The process has hit a little snag, Town Manager Ruth Cushman said.
Half the town has been asking to go in and remove items — a door, a plank and a mantle among other items from the house the town bought to improve an intersection at Route 133, Hyde Road and East Jay Road, she said.
The town paid $36,970.44 for the vacant house, a large barn and 3 or 4 acres of property at 346 Franklin Road on April 30. The money came from the $200,000 voters raised in the current budget to help make the intersection safer.
The Jay Historical Society wants a door, she said. Five or six people have called to ask if they could go in and salvage material.
“The problem is we hold the liability. I’ve been in there and it’s not in good shape,” Cushman said.
Someone wants a plank for sentimental reasons because that person had once lived there and wants to build a table with it, she said.
“My thought is that the highway crew go in there and get some items,” Chairman Steve McCourt said. “They are insured.”
It needs to be done so the house can be torn down and cleaned up, McCourt said.
“It’s a shame to throw it away if it means something to someone,“ Selectman Pearl Cook said.
Someone from Industry who is insured wants to go in take out items to sell to others, Cushman said.
“Once we start on that building we want it to come down and get cleaned up, “ McCourt said.

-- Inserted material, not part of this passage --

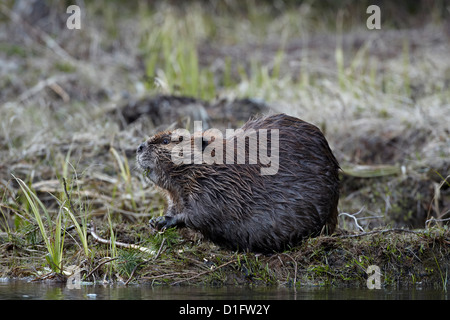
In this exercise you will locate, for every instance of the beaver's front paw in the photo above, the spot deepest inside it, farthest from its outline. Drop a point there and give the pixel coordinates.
(162, 222)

“I agree with the sentimental things to get them out but it should stop right there,” Cook said.
Cushman said an inspector found no asbestos in the house. The Maine Department of Environmental Protection is expected to send the town a letter acknowledging that.
Selectmen can ask what the timeline is for the project during DOT’s scheduled public hearing on the improvements at 6 p.m. Monday, May 20, at the Town Office.
They want to get the project done before the snow falls next year, she said.
If there is lead paint and it burns, the town would have to have the ashes hauled away, she said.
Vice Chairman Justin Merrill asked if the town’s Fire Department has been asked if they would like to train on it for going through walls and practicing other life-saving procedures. He was not talking about burning it, he said.
Public Safety Director Larry White Sr. said he will ask Assistant Chief Mike Booker about it. It would have to be set up quickly and with the building not being in great shape, White said, he didn‘t know.
The house had a fire in it in previous years.
The large barn will stay, McCourt said.
The house will come down and whatever property is needed for improvements would be used.
The rest of the field and the barn will go out to bid, McCourt said.
Both abutters are interested, Cushman said.